You did it, Lupe,” Rivera once said, smiling at the girl. “Diablo would let you do anything to him — even eat his ear.”

Lupe had made a perfect triangle with her index fingers and her thumbs. What she said required Juan Diego’s translation, as always, or Rivera would not have understood her. “No animal or human has the teeth to bite like that,” the girl incontrovertibly said.

Los niños de la basura never knew when (or from where) Rivera arrived every morning at the basurero, or by what means el jefe had come down the hill from the dump to Guerrero. The dump boss was usually found napping in the cab of his truck; either the pistol-shot slap of the closing screen door or the barking dogs woke him. Or Diablo’s baying woke him, a half-second later — or earlier, that gecko, which almost no one saw.

“Buenos días, jefe,” Juan Diego usually said.

“It’s a good day to do everything well, amigo,” Rivera often answered the boy. The dump boss would add: “And where is the genius princess?”

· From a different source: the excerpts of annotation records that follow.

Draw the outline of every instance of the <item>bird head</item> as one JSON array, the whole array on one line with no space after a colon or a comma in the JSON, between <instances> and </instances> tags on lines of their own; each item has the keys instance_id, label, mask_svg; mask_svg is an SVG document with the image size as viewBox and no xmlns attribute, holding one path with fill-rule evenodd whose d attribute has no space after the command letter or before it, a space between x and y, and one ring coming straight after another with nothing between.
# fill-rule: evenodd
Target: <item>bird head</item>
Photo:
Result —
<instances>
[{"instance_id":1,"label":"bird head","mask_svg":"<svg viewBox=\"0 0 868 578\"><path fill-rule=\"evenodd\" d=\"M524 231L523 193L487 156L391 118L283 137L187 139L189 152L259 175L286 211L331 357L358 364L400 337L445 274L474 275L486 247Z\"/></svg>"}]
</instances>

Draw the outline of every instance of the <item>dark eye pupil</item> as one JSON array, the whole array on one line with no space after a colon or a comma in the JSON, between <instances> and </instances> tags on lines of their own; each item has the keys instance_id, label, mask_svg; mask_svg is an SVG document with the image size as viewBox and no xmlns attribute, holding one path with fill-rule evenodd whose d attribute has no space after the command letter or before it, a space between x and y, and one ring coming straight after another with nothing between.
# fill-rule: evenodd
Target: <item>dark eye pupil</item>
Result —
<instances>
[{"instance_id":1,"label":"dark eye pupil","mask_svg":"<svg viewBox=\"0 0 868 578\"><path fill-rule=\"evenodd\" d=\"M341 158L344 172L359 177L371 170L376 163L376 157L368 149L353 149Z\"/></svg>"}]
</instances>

“I am where I always am,” Lupe would answer him, the screen door slapping shut behind her. That second pistol shot reached as far as the hellfires in the basurero. More crows took flight. There was a disharmonious barking; the dump dogs and the dogs in Guerrero barked. Another menacing and all-silencing howl followed from Diablo, whose wet nose now touched the boy’s bare knee below his tattered shorts.

The dump fires had long been burning — the smoldering mounds of piled-high garbage and pawed-through trash. Rivera must have lit the fires at first light; then he took a nap in the cab of his truck.

The Oaxaca basurero was a wasteland of burning; whether you were standing there or as far away as Guerrero, the towers of smoke from the fires rose as high into the sky as you could see. Juan Diego’s eyes were already tearing when he came out that screen door. There was always a tear oozing from Diablo’s lidless eye, even when the dog slept — with his left eye open but not seeing.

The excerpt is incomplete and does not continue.